Zeal, an embedded fintech company developing individualized payroll building products, announced a $13 million Series A led by Spark Capital, according to TechCrunch.
The round brings Zeal’s total funding to $14.6 million, including a $1.6 million seed round in 2020. The company says it will use the funding to continue building out its team and strengthen compliance tactics to continue ensuring success with enterprises.
“We are starting to win more enterprise deals and moving millions of dollars each day. This has been a legacy space for so long, so companies want to work with a provider to move fast,” CEO and founder Kirti Shenoy told TechCrunch.
The round also included participation from Commerce Ventures and angel investors including: Marqeta CEO Jason Gardner and CRO Omri Dahan, Robinhood founder Vlad Tenev, Namely founder Matt Straz, and UltimateSoftware executives Mitch Dauerman and Bob Manne.
Founded in 2018 by Shenoy and CTO Pranab Krishnan, Zeal started as payment processing startup Puzzl, which served the gig economy and took part in Y Combinator’s 2019 initiative.

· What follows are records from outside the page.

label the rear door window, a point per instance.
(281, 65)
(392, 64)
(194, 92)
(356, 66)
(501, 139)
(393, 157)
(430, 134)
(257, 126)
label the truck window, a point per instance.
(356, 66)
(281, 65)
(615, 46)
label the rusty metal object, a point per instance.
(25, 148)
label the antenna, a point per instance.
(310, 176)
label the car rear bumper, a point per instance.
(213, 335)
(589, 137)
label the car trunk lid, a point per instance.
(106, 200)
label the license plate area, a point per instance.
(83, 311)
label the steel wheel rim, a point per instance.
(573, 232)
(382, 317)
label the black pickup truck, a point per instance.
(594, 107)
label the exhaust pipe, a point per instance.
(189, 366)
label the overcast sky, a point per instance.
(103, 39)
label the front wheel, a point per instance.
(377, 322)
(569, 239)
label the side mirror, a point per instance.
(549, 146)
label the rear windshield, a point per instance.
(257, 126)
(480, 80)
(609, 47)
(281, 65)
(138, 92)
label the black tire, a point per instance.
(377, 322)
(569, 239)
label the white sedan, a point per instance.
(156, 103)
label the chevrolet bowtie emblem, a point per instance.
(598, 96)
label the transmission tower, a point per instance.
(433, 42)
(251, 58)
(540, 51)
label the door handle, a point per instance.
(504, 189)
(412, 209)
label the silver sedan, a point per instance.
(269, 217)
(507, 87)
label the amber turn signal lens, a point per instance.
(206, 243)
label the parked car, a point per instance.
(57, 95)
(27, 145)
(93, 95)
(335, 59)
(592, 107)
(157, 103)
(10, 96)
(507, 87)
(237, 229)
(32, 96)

The company switched lanes when it went to move thousands of its contractors to W2 employee status, and found that existing payroll processors that were able to handle the high volumes of payroll automatically were unable to include daily payments or customized earning capabilities.
Since then, Zeal has been developing payroll API infrastructure that allows clients and customers to build customized payroll products with trackable, back-end logistic capabilities. Its newest product, Abacus, enables payroll companies’ gross-to-net calculations and ensures income tax compliance.
“To me, it is a no-brainer that APIs provide flexibility in the way wages and deductions need to be made. You can lose trust in your employer. Payroll is at the deepest trust point and where you want transparency and a robust solution to solve that need,” Spark Capital partner Natalie Sandman told TechCrunch.
Zeal is currently launched in all 50 US states and territories, allowing platforms to build and process their own payroll systems for W2 employees and 1099 contractors. The company says its goal is to touch every American’s paycheck with its tax and payment technology to ensure employees are paid correctly and efficiently.
In other recent fintech news, financial service infrastructure company pawaPay raised a $9 million seed round in a push to unify sub-Saharan’s mobile payment services. U.S. Bank also announced becoming a limited partner in two venture capital firms, Fin Venture Capital and Commerce Ventures.